Mortgage approvals plunge in August as full impact of higher interest rates starts to come through

The effect of higher interest rates on home purchases became clearer in August, as the amount of mortgage approvals in the month fell further, while the average rate paid on new deals rose sharply.

According to figures released today by the Bank of England, the number of approvals for home purchases fell to just 45,400, the lowest figure since February, when approvals plummeted in the wake of the mini-Budget. Though still higher than the low-point reached last year, monthly approvals are far below the average of the last decade, when around 70,000 was a typical figure.

The average interest rate paid on new mortgages, which had been only edging up in May, June and July, even as lenders rapidly increased their prices, rose by 0.16 percentage points to 4.82%. That meant the average interest rate for all mortgages, including those agreed years ago when interest rates were much lower, rose above the 3% mark, to 3.01%. Economists have warned of a ‘mortgage time bomb’ that will hit the economy as more and more homeowners’ low-interest fixed-rate deals expire and they agree new fixes at significantly higher rates.

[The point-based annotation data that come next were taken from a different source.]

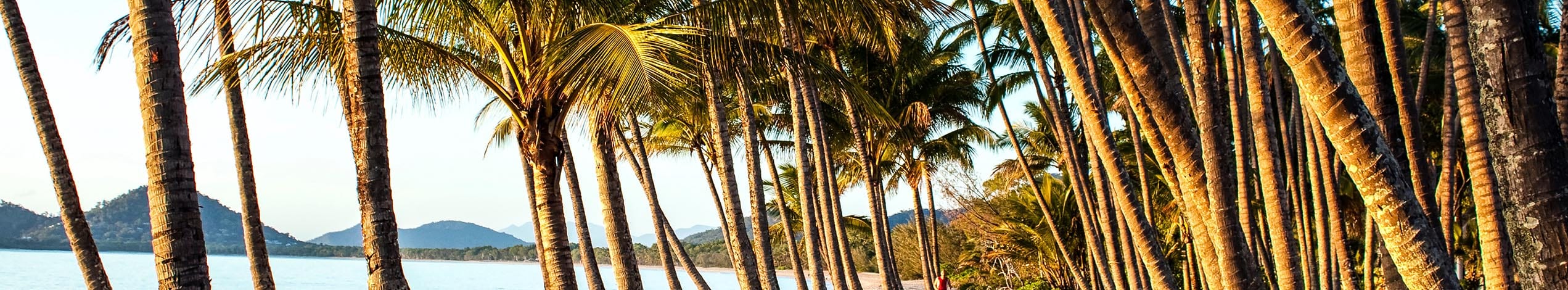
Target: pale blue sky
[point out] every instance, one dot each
(303, 164)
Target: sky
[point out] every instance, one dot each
(443, 167)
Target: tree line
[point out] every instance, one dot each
(1167, 144)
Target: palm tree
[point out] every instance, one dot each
(1498, 264)
(367, 129)
(250, 207)
(71, 215)
(1271, 176)
(581, 218)
(1410, 237)
(1531, 155)
(178, 247)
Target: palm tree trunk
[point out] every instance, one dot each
(1498, 257)
(1281, 231)
(1407, 102)
(1023, 160)
(789, 228)
(668, 242)
(1099, 138)
(581, 218)
(1561, 82)
(741, 253)
(71, 215)
(802, 91)
(618, 231)
(1529, 149)
(367, 129)
(1407, 233)
(250, 207)
(178, 245)
(760, 220)
(919, 228)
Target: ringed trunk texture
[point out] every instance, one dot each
(367, 129)
(1144, 236)
(617, 230)
(1531, 157)
(71, 215)
(1271, 179)
(178, 245)
(1410, 237)
(581, 218)
(240, 134)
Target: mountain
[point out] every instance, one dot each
(125, 220)
(15, 220)
(596, 233)
(526, 233)
(432, 236)
(905, 217)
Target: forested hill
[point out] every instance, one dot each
(15, 220)
(433, 236)
(125, 220)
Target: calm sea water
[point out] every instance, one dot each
(51, 270)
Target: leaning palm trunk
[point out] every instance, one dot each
(668, 242)
(1023, 164)
(1410, 237)
(1496, 250)
(789, 228)
(1405, 101)
(617, 231)
(581, 218)
(1101, 144)
(1531, 155)
(240, 134)
(71, 215)
(1162, 107)
(1281, 231)
(800, 91)
(760, 220)
(178, 245)
(736, 237)
(367, 128)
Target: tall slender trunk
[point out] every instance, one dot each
(240, 134)
(1529, 149)
(737, 240)
(71, 215)
(617, 230)
(367, 129)
(1023, 160)
(178, 244)
(789, 228)
(1496, 250)
(581, 218)
(800, 91)
(1103, 144)
(1405, 101)
(1408, 236)
(919, 228)
(1274, 190)
(760, 218)
(668, 242)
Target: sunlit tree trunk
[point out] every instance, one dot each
(590, 260)
(178, 245)
(1531, 155)
(1408, 236)
(1496, 251)
(250, 207)
(367, 129)
(71, 215)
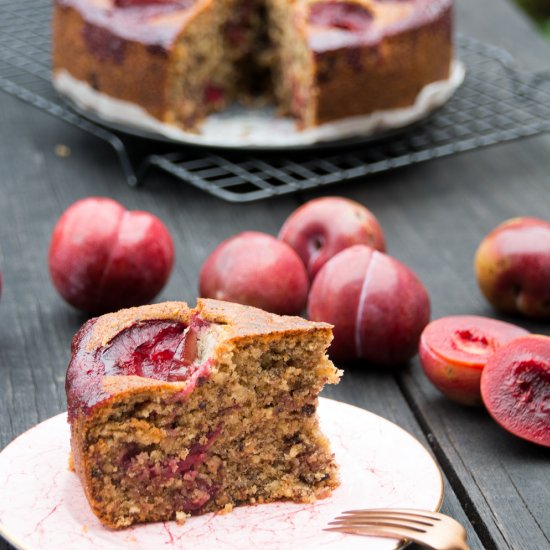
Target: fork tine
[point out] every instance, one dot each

Craig Fish, managing director at Beckton-based mortgage broker Lodestone, said low approvals in August are not uncommon, but he had seen little signs of the usual September improvement. “Transaction levels in August were down as they always are during the summer months,” he said. “The expected increase in business that is normally seen in September just hasn’t materialised. We’ve had lots of enquiries but there is a real hesitation form people to commit.

“It’s likely that until we see stability from the Bank of England, and lenders reduce rates further, the lack of purchase activity is set to continue until early in 2024.”

Thomas Pugh, economist at audit, tax and consulting firm RSM UK, said the rise in interest rates means house prices may fall by 10% from their peak.

Ashley Webb, UK economist at Capital Economics, said: “The drag from higher interest rates on bank lending grew further in August. And although interest rates have probably peaked at 5.25%, this effect will intensify as the Bank of England keeps rates at their peak until late in 2024 and the full impact of previous rate hikes is eventually felt.”